26 Jul 2013

Dramatic wholesale interest rate response to OCR

8:40 am on 26 July 2013

Wholesale interest rate markets have responded dramatically to the clear signal from the Reserve Bank that any cut in the official cash rate (OCR) is off the table and the next move will be up, and sooner rather than later.

The central bank on Thursday held the benchmark mark interest rate at its record low of 2.5%.

The New Zealand dollar jumped to its highest level against its Australian counterpart in almost five years, rising to as much as 87.34 Australian cents. The kiwi rose further on Friday morning, and at 7am was at a fresh high of 87.6 Australian cents.

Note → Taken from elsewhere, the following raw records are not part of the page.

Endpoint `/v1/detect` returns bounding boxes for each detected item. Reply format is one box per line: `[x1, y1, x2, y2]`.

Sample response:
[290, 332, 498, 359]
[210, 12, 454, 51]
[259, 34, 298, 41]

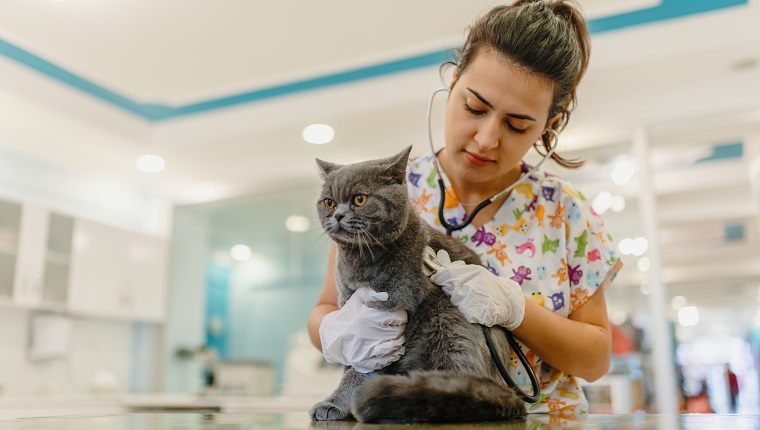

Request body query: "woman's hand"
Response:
[424, 247, 525, 331]
[319, 286, 407, 373]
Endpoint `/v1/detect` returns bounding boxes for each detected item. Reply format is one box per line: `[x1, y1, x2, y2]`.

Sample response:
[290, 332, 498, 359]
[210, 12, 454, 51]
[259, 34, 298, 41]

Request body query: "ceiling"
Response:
[0, 0, 757, 202]
[0, 0, 759, 318]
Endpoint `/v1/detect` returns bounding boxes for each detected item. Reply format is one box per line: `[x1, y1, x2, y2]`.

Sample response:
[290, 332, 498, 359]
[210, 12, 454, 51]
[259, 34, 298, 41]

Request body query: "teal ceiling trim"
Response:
[161, 50, 453, 120]
[588, 0, 748, 33]
[696, 141, 743, 163]
[0, 38, 152, 115]
[0, 0, 749, 122]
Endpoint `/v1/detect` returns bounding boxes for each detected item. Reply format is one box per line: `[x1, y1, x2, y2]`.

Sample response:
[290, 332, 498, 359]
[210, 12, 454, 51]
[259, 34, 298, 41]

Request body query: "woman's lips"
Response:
[465, 151, 494, 167]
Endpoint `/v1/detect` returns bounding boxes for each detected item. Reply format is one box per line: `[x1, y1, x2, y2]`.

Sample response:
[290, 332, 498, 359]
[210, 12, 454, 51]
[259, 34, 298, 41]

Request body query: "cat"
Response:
[310, 146, 527, 424]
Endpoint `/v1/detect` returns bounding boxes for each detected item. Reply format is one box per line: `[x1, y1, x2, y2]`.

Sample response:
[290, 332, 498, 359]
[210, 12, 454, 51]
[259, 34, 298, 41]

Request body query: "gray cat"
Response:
[311, 146, 526, 424]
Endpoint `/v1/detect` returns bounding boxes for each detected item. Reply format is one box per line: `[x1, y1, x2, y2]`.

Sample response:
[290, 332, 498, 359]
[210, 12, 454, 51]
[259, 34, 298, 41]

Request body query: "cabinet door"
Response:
[68, 219, 167, 322]
[13, 204, 49, 306]
[41, 212, 74, 307]
[0, 198, 22, 301]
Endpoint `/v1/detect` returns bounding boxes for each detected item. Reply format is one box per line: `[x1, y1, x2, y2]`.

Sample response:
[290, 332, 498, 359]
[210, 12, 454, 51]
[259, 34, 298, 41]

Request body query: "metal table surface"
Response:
[0, 413, 758, 430]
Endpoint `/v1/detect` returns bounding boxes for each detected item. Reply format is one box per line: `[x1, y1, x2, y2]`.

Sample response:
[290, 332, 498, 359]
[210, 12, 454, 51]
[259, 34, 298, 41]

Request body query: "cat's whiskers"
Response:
[361, 228, 388, 253]
[358, 231, 376, 261]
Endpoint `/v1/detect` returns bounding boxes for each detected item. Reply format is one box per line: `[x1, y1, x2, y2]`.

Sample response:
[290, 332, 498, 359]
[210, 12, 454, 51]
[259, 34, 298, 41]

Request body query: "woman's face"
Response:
[444, 48, 558, 191]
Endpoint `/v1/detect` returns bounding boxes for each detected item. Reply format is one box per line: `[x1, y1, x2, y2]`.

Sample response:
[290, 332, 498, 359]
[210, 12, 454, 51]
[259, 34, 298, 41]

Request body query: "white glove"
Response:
[423, 247, 525, 331]
[319, 286, 407, 373]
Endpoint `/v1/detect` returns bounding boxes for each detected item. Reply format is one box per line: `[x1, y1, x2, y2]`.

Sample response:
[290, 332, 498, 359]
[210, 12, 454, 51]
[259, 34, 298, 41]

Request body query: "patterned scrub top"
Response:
[406, 153, 623, 416]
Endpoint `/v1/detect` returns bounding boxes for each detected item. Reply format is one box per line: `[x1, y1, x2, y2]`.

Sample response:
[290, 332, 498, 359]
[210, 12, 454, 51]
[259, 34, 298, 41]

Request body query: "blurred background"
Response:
[0, 0, 759, 418]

Shorter-term interest rates rose about 11 basis points, while 10-year rates jumped 13 points after the Reserve Bank signalled interest rates were likely to rise in the new year.

Bancorp Treasury Services senior client advisor Peter Cavanaugh said it had now ruled out any chance of a rate cut and put a timetable on when the OCR will rise.

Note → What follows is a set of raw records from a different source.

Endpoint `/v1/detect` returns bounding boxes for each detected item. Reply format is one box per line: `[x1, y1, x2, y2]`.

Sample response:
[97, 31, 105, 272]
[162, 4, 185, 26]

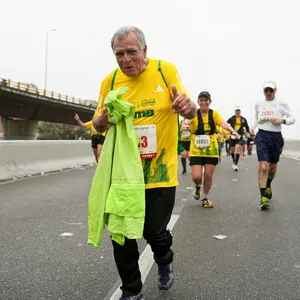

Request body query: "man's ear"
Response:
[143, 45, 147, 58]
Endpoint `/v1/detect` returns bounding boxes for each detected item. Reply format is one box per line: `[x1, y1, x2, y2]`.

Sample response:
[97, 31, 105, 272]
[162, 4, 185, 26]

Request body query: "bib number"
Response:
[260, 108, 275, 121]
[195, 135, 210, 149]
[134, 125, 157, 158]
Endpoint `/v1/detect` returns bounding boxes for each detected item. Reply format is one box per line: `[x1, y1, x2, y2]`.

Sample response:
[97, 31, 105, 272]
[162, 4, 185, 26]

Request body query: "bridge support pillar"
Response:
[1, 117, 38, 140]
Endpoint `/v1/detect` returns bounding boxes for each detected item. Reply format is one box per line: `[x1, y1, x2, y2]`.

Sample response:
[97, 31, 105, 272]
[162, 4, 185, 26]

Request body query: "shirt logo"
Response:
[134, 110, 155, 119]
[155, 85, 164, 93]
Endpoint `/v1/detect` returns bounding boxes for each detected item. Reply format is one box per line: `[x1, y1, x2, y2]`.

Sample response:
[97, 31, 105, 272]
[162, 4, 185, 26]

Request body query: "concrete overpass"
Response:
[0, 78, 97, 139]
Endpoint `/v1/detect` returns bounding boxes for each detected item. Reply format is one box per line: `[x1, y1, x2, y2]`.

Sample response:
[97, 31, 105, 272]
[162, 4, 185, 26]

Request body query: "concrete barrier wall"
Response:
[0, 139, 299, 182]
[283, 140, 300, 151]
[282, 139, 300, 160]
[0, 140, 94, 181]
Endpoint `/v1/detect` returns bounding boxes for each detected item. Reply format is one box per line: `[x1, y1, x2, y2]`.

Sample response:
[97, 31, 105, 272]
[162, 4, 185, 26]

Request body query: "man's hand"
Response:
[171, 85, 196, 119]
[74, 113, 79, 121]
[271, 118, 284, 125]
[92, 108, 109, 133]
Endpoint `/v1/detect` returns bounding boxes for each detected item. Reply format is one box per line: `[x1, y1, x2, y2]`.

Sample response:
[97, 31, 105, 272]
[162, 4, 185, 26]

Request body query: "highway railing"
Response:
[0, 78, 97, 108]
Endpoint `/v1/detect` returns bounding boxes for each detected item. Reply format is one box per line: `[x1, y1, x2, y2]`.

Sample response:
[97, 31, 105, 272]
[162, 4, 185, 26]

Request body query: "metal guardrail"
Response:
[0, 78, 97, 108]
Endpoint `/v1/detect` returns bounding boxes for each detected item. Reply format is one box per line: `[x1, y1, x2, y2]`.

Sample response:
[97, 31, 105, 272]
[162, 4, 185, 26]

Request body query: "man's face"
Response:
[235, 109, 241, 117]
[264, 87, 276, 100]
[113, 32, 147, 77]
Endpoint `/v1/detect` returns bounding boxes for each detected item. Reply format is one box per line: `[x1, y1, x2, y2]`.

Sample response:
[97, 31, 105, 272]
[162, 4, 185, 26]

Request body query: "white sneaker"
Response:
[232, 163, 236, 170]
[234, 164, 239, 171]
[193, 187, 201, 200]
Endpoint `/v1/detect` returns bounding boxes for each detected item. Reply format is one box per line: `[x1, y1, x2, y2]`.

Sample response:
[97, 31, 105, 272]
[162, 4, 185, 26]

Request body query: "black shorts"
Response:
[247, 137, 255, 146]
[181, 141, 191, 151]
[91, 135, 105, 149]
[255, 129, 284, 163]
[190, 157, 219, 166]
[230, 136, 243, 147]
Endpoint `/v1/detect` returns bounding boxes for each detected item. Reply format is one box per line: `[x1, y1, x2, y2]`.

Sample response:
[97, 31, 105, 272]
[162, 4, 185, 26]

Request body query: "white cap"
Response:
[235, 106, 241, 111]
[263, 81, 277, 89]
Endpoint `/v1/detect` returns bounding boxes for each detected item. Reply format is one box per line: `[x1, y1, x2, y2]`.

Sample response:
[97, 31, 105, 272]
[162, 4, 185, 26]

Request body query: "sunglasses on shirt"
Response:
[264, 88, 274, 93]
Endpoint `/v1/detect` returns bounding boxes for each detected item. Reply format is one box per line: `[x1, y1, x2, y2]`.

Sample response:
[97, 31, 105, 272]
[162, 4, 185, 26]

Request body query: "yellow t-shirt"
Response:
[222, 129, 231, 136]
[222, 129, 231, 141]
[85, 103, 107, 137]
[180, 119, 191, 142]
[85, 120, 106, 137]
[216, 127, 229, 143]
[85, 120, 97, 136]
[95, 58, 189, 189]
[216, 125, 222, 134]
[218, 136, 225, 143]
[190, 110, 224, 158]
[216, 127, 224, 143]
[235, 117, 241, 131]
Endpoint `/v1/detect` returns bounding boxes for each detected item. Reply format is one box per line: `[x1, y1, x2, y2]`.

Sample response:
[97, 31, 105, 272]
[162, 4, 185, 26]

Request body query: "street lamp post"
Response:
[44, 29, 56, 90]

"The Reserve Bank statement is consistent with what it said before. The only difference is that the Reserve Bank has made it abundantly clear that their next OCR rise will be next year, and there will not be an OCR cut," Mr Cavanaugh said.

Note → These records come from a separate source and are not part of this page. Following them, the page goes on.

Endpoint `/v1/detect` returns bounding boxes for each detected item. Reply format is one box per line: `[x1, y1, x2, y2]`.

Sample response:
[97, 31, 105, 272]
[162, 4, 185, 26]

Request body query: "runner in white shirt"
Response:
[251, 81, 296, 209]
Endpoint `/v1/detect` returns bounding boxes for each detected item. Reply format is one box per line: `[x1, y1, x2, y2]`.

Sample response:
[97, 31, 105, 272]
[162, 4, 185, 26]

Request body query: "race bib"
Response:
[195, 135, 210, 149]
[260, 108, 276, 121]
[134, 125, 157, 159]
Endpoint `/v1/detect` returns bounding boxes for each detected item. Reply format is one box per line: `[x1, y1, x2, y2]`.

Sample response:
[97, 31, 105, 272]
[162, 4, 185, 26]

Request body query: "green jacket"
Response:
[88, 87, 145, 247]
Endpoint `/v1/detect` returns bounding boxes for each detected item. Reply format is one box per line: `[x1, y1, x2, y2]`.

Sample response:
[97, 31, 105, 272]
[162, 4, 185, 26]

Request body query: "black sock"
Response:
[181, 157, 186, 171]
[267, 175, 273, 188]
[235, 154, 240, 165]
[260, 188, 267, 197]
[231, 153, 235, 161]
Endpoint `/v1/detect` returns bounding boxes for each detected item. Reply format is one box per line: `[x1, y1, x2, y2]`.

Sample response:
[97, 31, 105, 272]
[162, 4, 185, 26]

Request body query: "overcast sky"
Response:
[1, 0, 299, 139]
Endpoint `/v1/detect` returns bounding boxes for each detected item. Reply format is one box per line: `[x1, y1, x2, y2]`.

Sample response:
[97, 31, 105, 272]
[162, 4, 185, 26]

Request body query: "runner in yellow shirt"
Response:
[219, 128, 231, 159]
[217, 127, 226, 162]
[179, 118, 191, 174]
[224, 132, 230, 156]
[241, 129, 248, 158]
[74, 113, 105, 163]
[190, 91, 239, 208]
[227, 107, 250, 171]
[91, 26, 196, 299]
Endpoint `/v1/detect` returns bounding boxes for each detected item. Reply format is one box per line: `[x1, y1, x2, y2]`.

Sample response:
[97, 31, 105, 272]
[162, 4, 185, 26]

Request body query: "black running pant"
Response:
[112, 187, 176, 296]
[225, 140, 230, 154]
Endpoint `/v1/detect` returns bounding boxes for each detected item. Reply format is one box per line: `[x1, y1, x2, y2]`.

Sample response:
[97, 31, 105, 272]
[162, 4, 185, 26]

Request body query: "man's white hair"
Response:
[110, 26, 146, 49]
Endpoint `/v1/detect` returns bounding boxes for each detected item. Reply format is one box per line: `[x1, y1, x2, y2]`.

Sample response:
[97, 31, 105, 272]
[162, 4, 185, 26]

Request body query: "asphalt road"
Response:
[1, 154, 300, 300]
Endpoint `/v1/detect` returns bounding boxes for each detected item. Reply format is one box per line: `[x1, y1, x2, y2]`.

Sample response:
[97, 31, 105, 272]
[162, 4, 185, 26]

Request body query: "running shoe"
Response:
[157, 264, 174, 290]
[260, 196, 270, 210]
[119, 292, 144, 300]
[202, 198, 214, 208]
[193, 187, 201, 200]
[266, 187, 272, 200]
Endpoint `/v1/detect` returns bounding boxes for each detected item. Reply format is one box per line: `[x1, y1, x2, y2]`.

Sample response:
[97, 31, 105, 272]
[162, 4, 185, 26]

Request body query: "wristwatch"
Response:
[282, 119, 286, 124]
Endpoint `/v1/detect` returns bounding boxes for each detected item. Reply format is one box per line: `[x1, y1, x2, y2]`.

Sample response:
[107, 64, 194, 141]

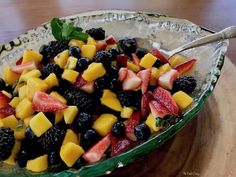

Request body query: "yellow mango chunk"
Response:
[22, 50, 43, 65]
[173, 91, 193, 110]
[0, 120, 4, 127]
[26, 154, 48, 172]
[16, 98, 35, 119]
[50, 92, 67, 104]
[150, 67, 160, 86]
[19, 69, 41, 82]
[82, 62, 106, 82]
[18, 85, 27, 100]
[107, 44, 117, 50]
[65, 56, 78, 69]
[30, 112, 52, 137]
[14, 125, 26, 140]
[127, 61, 141, 72]
[44, 73, 59, 89]
[101, 97, 122, 112]
[9, 97, 20, 108]
[111, 60, 117, 67]
[62, 69, 79, 84]
[120, 107, 134, 119]
[139, 53, 157, 69]
[87, 36, 96, 45]
[2, 90, 12, 99]
[169, 54, 186, 68]
[54, 50, 69, 69]
[23, 116, 33, 127]
[27, 77, 48, 99]
[55, 110, 64, 124]
[2, 65, 20, 85]
[159, 63, 172, 76]
[69, 39, 85, 49]
[145, 114, 161, 132]
[92, 114, 117, 136]
[1, 115, 18, 129]
[60, 142, 84, 167]
[63, 106, 79, 124]
[62, 129, 79, 145]
[81, 44, 96, 60]
[4, 141, 21, 165]
[102, 89, 117, 98]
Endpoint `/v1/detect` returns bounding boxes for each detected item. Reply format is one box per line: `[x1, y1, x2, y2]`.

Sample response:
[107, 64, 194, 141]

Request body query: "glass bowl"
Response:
[0, 10, 228, 177]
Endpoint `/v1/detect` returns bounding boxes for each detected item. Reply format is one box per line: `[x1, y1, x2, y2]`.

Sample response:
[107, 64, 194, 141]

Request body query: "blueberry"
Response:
[153, 59, 163, 68]
[112, 121, 125, 137]
[135, 49, 147, 59]
[134, 123, 151, 141]
[74, 112, 93, 133]
[69, 46, 81, 59]
[25, 127, 37, 141]
[76, 57, 90, 72]
[80, 129, 100, 150]
[39, 44, 49, 57]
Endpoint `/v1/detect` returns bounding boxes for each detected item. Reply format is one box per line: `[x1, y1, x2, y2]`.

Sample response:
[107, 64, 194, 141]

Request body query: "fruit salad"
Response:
[0, 18, 197, 172]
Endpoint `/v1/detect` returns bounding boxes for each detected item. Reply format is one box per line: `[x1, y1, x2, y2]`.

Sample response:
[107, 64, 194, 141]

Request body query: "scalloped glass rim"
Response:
[0, 10, 228, 177]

Westpac chief economist Dominick Stephens said the Reserve Bank had materially changed its stance.

"Since December 2011 the Reserve Bank has held a firmly 'on hold' bias for the OCR. They've explicitly shifted to the idea that the OCR will be going up," he said.

"The key sentence was that 'the removal of monetary stimulus will likely be needed in the future'. That's code for OCR hikes from a low level but they have ruled out hiking this year."

Mr Stephens expected the OCR to increase early next year.